Want to File a Patent?

You'll need a patent application for that.

Once you have determined that you have a patentable idea, you must create an application to apply for a patent via the U.S. government.

1. Determine what type of patent you need

There are several types of patents you can file for. Determining what type of patent your idea is relevant for is very important.

Here are some common types of patents below:

Utility patents

Utility patents are the most common type of patents that cover a wide range of categories. A utility patent protects the way something is used and how it works, such as a process or article of a process, a machine, product, or composition of matter.

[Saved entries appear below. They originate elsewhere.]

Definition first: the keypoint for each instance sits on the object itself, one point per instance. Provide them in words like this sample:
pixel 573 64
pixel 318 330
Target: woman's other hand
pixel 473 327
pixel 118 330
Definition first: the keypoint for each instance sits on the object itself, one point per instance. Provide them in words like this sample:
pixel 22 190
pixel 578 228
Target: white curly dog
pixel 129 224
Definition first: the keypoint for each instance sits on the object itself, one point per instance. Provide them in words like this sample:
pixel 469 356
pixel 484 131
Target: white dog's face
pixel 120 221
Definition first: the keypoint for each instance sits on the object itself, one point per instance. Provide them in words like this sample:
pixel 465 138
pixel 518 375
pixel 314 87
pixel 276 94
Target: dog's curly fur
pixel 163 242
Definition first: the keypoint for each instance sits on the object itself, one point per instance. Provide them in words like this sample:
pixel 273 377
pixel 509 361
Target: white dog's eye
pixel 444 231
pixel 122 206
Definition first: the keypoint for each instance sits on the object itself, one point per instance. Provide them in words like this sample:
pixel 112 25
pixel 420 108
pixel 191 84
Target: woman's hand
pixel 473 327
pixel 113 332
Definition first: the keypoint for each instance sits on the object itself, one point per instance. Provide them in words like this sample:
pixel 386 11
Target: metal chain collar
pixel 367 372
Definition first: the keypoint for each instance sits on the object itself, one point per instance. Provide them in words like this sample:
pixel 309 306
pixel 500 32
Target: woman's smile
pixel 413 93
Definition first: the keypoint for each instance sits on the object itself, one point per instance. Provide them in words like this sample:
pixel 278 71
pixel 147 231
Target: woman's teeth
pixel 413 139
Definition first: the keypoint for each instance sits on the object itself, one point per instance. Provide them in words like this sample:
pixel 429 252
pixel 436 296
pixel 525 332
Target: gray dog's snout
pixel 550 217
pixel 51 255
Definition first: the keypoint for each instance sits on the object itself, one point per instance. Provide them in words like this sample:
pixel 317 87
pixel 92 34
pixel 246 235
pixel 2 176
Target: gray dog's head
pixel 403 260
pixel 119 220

Utility patents are exactly what they seem in that they literally are meant for an invention that has a useful function or purpose such as a new power hand tool, a new car engine, etc.

Design patents

A design patent has to do with the visual shape or design embodied in or applied to an article of manufacture. When you create a design patent you are creating a new ornamental feature to an item. This means that if you have manufactured a new computer with a design that no one else has thought of you would have a claim at two different patents.

A person could obtain a utility patent for the computer (a machine), and on the other hand, if you think the invention lies on the new ornamental feature of how the computer is shaped then you would need a design patent.

Plant patents

Plant patents may be granted to anyone who invents or discovers and asexually reproduces any distinct and new variety of plant. The plant cannot be found in an uncultivated state. Asexual reproduction is the propagation of a plant to multiply the plant without the use of genetic seeds to assure an exact genetic copy of the plant may be employed.

Several accepted modes of reproduction are labeled on the United States Trademark and Patent website that can give more information on the topic. The grant of a plant patent will last for 20 years from the date of filing the application, which will allow the patent holder to exclude others from reproducing, selling or using the plant in any way.

Software patents

Patenting is becoming the method of choice for effective protection of original computer software. A software patent must have the same criteria as all patentable material.

The software must be novel, useful, and non-obvious to someone of ordinary skill in the field of computer software. Because computer software is a fairly new process it is difficult to specifically define what the non-obvious element of a software patent is going to be.

Additionally, a software must fall into one of the following patent classes: utility, design or plant. A utility patent is either a machine, article of manufacture, process or composition of matter. Increasingly a software is being described as a collection of processes or as a machine.

2. Determine what type of patent application you will need to file for

Do you need to file a provisional patent, non-provisional patent, or international patent?

Filing for a provisional patent in the U.S. 

The distinction between a provisional patent application and a non-provisional patent application became necessary in 1995 when the United States Trademark and Patent Office first allowed the filing of provisional application. A provisional application has several differences that are now allowed from a non-provisional patent.

One of the biggest differences is from the fact that you do not need all of the formalities that you do for a non-provisional patent. A provisional patent application merely states what you would like to patent, which allows you to put a “patent pending” label on your invention and saves your spot in line to file a non-provisional patent.

Essentially you file to hold your spot in line for a time frame (one year), to figure out if you would like to move forward and file a full non-provisional patent or not. A few smaller differences have to do with specific parts of patents such as trade secrets, which will not be released when applying for a provisional patent.

Filing a non-provisional patent in the U.S. 

A non-provisional patent is a standard patent that protects an invention within the U.S. for 14-20 years, depending on the type of patent. A lot more detail is required for this application, including a description that would allow another person of ordinary skill to recreate your invention.

Drafting the specification and the claims are what makes creating a non-provisional patent application a challenge. Stronger patent applications have professional lawyers draft the details as well as create patent drawings to give a better idea of the invention.

Filing for an international patent

Under the Patent Cooperation Treaty (PCT), an international agreement with several countries, an inventor may file a single international patent application in order to seek protection for an invention across any country that has signed the agreement. The World Intellectual Property Organization has a list of every country that has signed this agreement.